Sunday, February 14, 2016

Reading Through History: Winterbound by Margery Williams Bianco (1936)

In this 1937 Newbery Honor novel by Velveteen Rabbit author Margery Williams, teen sisters Kay and Garry have moved from the city into a farmhouse in Connecticut with their mother and younger siblings, while their father goes on an archaeological expedition. When their mother is called away to nurse a sick relative, the two girls are left to care for the household through the brutal New England winter.

This novel of the Great Depression is a wonderful family story populated by memorable characters. The artistic Kay and science-minded Garry take turns as the focal point of the book, and their concerns about their personal interests are as compelling as the difficulties they face in keeping warm and surviving the difficult winter conditions. Their personalities are strong and compelling, and especially enjoyable to read are their encounters with "The Cummings," an older woman who is sent to babysit them, and who does not last long in her post, and with a writer to whom they rent a room when they find themselves in need of extra money.

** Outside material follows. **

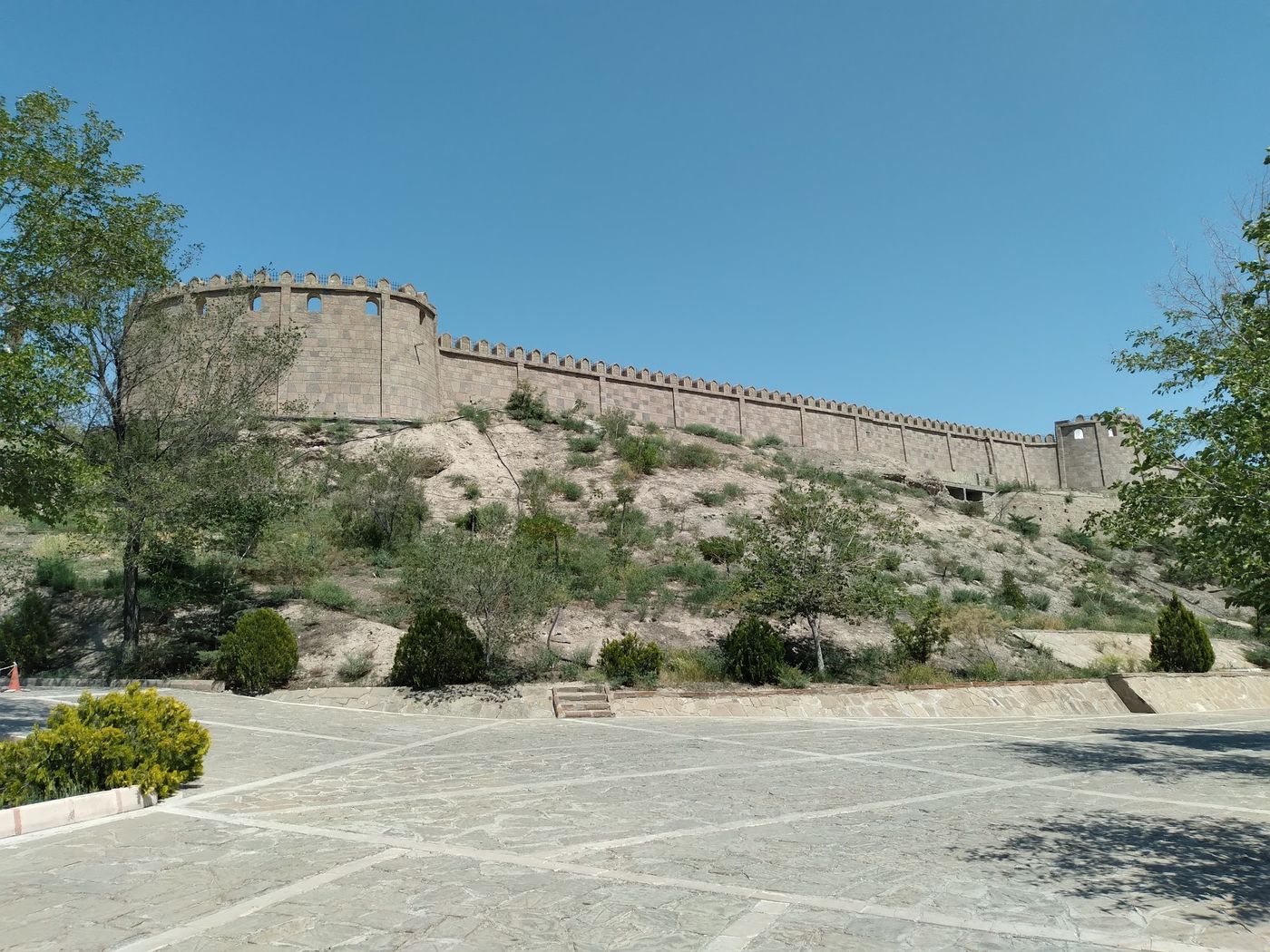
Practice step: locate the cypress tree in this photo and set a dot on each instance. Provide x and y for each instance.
(1180, 643)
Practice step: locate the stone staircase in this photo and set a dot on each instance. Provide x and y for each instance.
(581, 701)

Despite its age, this book has a very contemporary flair to it. It is similar in tone to family stories like those in the Bluebell Gadsby and Casson Family series, especially in terms of the very familiar and affectionate way the children relate to their mother. It also has much in common with other stories of teens taking over their households and working to survive on their own, namely Hattie Big Sky and Strong Wings.  The writing is excellent, with believable dialogue, several interesting subplots, and prose that is beautiful without being overly purple. Though the intended audience is probably teen girls, the content is appropriate for younger readers as well, as long as they have some context for understanding life during the Depression.

(Note: Missing from the edition of this book that I read are Kate Seredy's illustrations. As I have become quite a fan of her work lately, this is something I must soon remedy! I found the endpapers on the late Peter Sieruta's website, but I want more!)